Growing up on a dairy farm in Morris, CT and attending Wamogo Regional High School in Litchfield, CT, Rhynhart remembers being excused from milking the cows on game days. His father offered him and his siblings the upper portion of the family farm if they didn’t want to go to college, but all six of them chose college. Not a choice many of his teammates from inner cities were faced with.
Basketball was in the blood of the Rhynhart family. Rhynhart’s older brother, mother and grandfather all played college basketball, and his son, Eric, after him. His mother played on the women’s team at the University of Connecticut in the 1930s. In 1978, Rhynhart signed a professional contract to play for the Bracknell Bullets in London, England, and then returned to the states to coach for a couple years at Lyndon State College in Vermont, where he had the pleasure of coaching future Philadelphia 76er, Rickey Sutton.
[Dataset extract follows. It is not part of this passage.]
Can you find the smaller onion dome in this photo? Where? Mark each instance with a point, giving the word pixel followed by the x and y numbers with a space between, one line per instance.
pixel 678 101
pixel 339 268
Rhynhart returned home in 1980, and continued to coach at local schools and play in men’s leagues across Connecticut. As recently as 1995, Rhynhart was named MVP of the Forty and Over Masters Challenge annual tournament in New Milford, CT.
Despite a horrific accident in the fall of 2005, when his truck rolled on top of him and left him in a coma for three weeks, Rhynhart appears today much like he did in the early 1970s. Six foot, three inches tall, and 230 pounds, Rhynhart is somehow able to continue his work as a builder despite the loss of most of a lung and severe arthritis in the right side of his body.
Toughness runs in the Rhynhart family, too. Rhynhart’s dad, Donald Sr., a lifelong dairy farmer and cattle dealer was gored by a bull when he was 78 years old, and went on to live another 13 years.
Rhynhart owns his own business, Rhyno Builders, and is currently working on a year-long project in Goshen, CT.